This article will explain in detail how Alibaba supports such a huge system from three aspects: unified dispatching system, mixed-department architecture and cloud architecture.

Unified dispatching system

Sigma, which was built in 2011, is a scheduling system to serve Alibaba's online business. There is a whole set of scheduling-centered cluster management system around Sigma.

Sigma has three layers of brain interaction and cooperation: Alikenel, SigmaSlave and SigmaMaster. Alikenel is deployed on each physical machine to enhance the kernel, flexibly adjust resource allocation and time slice allocation according to priority and strategy, and make decisions on task delay, task time slice preemption and unreasonable preemption eviction through the upper rule configuration. SigmaSlave can allocate container CPU and handle emergency scenarios on this machine. The native Slave can quickly make decisions and respond to the interference of delay-sensitive tasks, so as to avoid the service loss caused by the long processing time of global decisions. SigmaMaster is the strongest central brain, which can take charge of the overall situation and make resource scheduling and algorithm optimization decisions for the container deployment of a large number of physical machines.

The whole architecture is a final-state-oriented design concept. After receiving the request, the data is stored in the persistent storage layer, the scheduler identifies the location of scheduling requirements and allocation resources, and the Slave recognizes state changes to promote local allocation and deployment. The overall coordination and final consistency of the system are very good. We started to do the dispatching system in 2011, rewrote it in Go in 2016, and compatible with kubernetes API in 2017. We hope to build and develop together with the strength of ecology.

Mixed architecture

Alibaba began to promote the mixed architecture in 2014 and has been deployed on a large scale within Alibaba. Online services belong to long life cycle, high complexity of rules and strategies, and time delay sensitive tasks. On the other hand, the computing task has the advantages of short life cycle, large scheduling requirements, high throughput, different priority and insensitive to delay. Based on the different essential demands of these two kinds of scheduling, we deal with the two kinds of scheduling in parallel on the mixed deployment architecture, that is, there can be both Sigma scheduling and Fuxi scheduling on one physical machine to achieve the unity of the basic environment. Sigma scheduling starts the PouchContainer container through SigmaAgent. Fuxi also grabs resources on this physical machine to start its own computing tasks. All online tasks are on the PouchContainer container, which is responsible for allocating server resources and running online tasks, and offline tasks fill in its blank space to ensure that the utilization of physical machine resources is saturated, so that the mixed deployment of the two tasks is completed.

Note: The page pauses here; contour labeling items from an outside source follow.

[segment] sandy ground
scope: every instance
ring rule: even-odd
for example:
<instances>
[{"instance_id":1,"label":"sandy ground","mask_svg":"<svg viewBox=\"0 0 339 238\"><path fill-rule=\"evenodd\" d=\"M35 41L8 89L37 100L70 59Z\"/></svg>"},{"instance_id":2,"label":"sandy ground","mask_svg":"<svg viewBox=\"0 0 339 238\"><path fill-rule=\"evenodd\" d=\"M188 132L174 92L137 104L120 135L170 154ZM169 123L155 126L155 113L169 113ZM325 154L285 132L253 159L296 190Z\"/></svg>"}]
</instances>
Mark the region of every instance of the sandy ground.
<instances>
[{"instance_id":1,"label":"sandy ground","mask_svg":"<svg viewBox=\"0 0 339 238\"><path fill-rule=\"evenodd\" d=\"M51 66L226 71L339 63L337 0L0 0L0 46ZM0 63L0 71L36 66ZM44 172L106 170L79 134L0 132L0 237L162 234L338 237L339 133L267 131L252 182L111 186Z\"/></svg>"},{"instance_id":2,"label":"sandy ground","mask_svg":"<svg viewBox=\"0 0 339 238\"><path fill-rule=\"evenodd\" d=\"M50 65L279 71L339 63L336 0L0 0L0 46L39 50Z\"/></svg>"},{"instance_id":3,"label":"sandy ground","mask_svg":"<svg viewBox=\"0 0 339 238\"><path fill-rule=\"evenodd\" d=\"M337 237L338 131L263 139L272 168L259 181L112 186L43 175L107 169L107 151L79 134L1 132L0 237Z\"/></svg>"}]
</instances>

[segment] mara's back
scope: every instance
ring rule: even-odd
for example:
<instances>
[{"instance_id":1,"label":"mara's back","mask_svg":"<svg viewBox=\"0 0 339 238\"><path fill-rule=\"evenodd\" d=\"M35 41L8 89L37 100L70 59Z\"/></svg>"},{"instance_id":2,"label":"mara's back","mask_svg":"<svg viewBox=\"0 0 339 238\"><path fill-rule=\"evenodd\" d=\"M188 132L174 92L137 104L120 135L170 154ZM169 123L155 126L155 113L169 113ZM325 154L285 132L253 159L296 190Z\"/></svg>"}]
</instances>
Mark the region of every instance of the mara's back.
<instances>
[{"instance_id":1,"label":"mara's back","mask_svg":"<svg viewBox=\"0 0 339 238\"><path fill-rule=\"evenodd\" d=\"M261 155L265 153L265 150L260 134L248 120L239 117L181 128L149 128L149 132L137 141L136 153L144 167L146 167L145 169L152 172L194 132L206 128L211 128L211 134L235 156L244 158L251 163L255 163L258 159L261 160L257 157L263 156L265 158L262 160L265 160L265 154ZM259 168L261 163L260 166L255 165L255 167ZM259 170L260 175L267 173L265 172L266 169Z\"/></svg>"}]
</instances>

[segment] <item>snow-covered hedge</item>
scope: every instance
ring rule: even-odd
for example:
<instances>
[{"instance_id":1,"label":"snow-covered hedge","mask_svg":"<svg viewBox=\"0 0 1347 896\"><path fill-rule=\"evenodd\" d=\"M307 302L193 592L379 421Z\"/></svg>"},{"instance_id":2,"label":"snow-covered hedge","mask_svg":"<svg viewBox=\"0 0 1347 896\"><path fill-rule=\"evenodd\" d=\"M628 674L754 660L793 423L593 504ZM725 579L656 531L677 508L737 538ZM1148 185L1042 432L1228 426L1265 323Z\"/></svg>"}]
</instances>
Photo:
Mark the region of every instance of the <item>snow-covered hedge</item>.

The key Technology of Kernel Resource isolation

In CPU HT resource isolation, the Noise Clean kernel feature is made to solve the problem of resource contention between online and offline hyper-threading.

In the CPU scheduling isolation, the Task Preempt feature is added on the basis of CFS to improve the priority of online task scheduling.

In the CPU cache isolation, achieve in-and offline three-level cache (LLC) channel isolation (Broadwell and above) through CAT.

In memory isolation, it has CGroup isolation / OOM priority; Bandwidth Control reduces offline quotas to achieve bandwidth isolation.

In terms of memory elasticity, the mixing effect is improved when the memory is not increased, and when the memcg limit; is offline when it is idle online, it will be released offline in time.

In the network QoS isolation, management and control is marked as gold medal, online as silver medal, offline as bronze medal, and bandwidth is guaranteed by levels.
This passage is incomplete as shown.